Fu così che, nel 1968, qualcuno ricordò che un’interessante figura di astrologo cosentino vissuto a cavallo fra Cinquecento e Seicento, Rutilio Benincasa, uno dei principali inventori degli almanacchi astrologico-astronomici, già nella prima edizione del suo Almanacco perpetuo (1593), fra le mille cose di magia, stelle, comete e nozioni pratiche, non aveva trascurato Alarico, sostenendo che la sepoltura definitiva del re aveva avuto per teatro il pavimento della chiesa di San Pancrazio. Invocando il Codice civile e la legislazione del tempo sulle antichità, veniva adombrato il diritto per chi voleva cercarlo di diventare proprietario del tesoro (Gazzetta del Sud, 25 gennaio 1968)!

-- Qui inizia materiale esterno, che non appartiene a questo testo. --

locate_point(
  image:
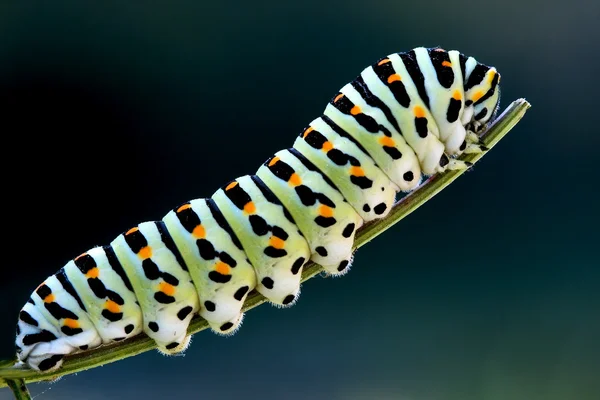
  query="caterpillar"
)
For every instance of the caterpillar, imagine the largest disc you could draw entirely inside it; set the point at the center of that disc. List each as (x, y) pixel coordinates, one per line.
(405, 117)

Prima di giungere all’era telematica, col conseguente dilagare della leggenda in mille salse, per Giuseppe  Roma vanno ricordati almeno altri due tentativi curiosi di ridare corpo al fantasma di Alarico. Il primo, tra il 1986 e il 1989, condotto da uno svedese, Erik Furugard, che, interpretando Giordane, pensava che il tesoro fosse alla confluenza fra il Busento e il torrente Piedimonte. Poco tempo dopo, due fratelli annunciarono di aver localizzato il luogo in cui si trovava il tesoro in una grotta posta fra le località di Carolei e Mendicino, chiedendo a gran voce che la Soprintendenza ai Beni Archeologici scavasse lì… E  così, via, all’infinito.

Arca biblica, Graal, camere segrete delle piramidi: un immaginario pseudo-archeologico sottostante anche alla nostra vicenda, un immaginario in larga misura moderno e che, come scriveva Giuseppe Roma, ha senz’altro contribuito a creare un brand attraente per la città di Cosenza, per la sua identità contemporanea e la sua economia. Gli aspetti più recenti di questa percezione mitica della figura di Alarico sono stati messi in luce da un archeologo importante come Massimiliano Ghilardi nel 2014 sul Giornale di storia

Per Ghilardi ormai si tratta di fare di Alarico una specie di Pinocchio, come avvenuto per il parco a tema di Collodi, in Toscana, o per la casa di Giulietta a Verona, cioè di costruire spazi di identità e di orgoglio. Con un aspetto insolito, però, nel caso del visigoto: la celebrazione di un capo violento, di un “barbaro” diventato, morendo a Cosenza, in pieno Sud, anche lui un po’ uno dei nostri. A modo suo, un inserto di “barbarie germanica” non più da temere, ma da inseguire e da venerare in tutti i modi, senza che nessuno abbia mai trovato niente – nemmeno un’entusiasta radiestesista francese, che era riuscita a spingere il capo delle SS a viaggiare fino al Busento e a salutare col braccio teso le acque del fiume.   

Il seppellimento di Alarico nel Busento, di Heinrich Leutemann (1824-1905).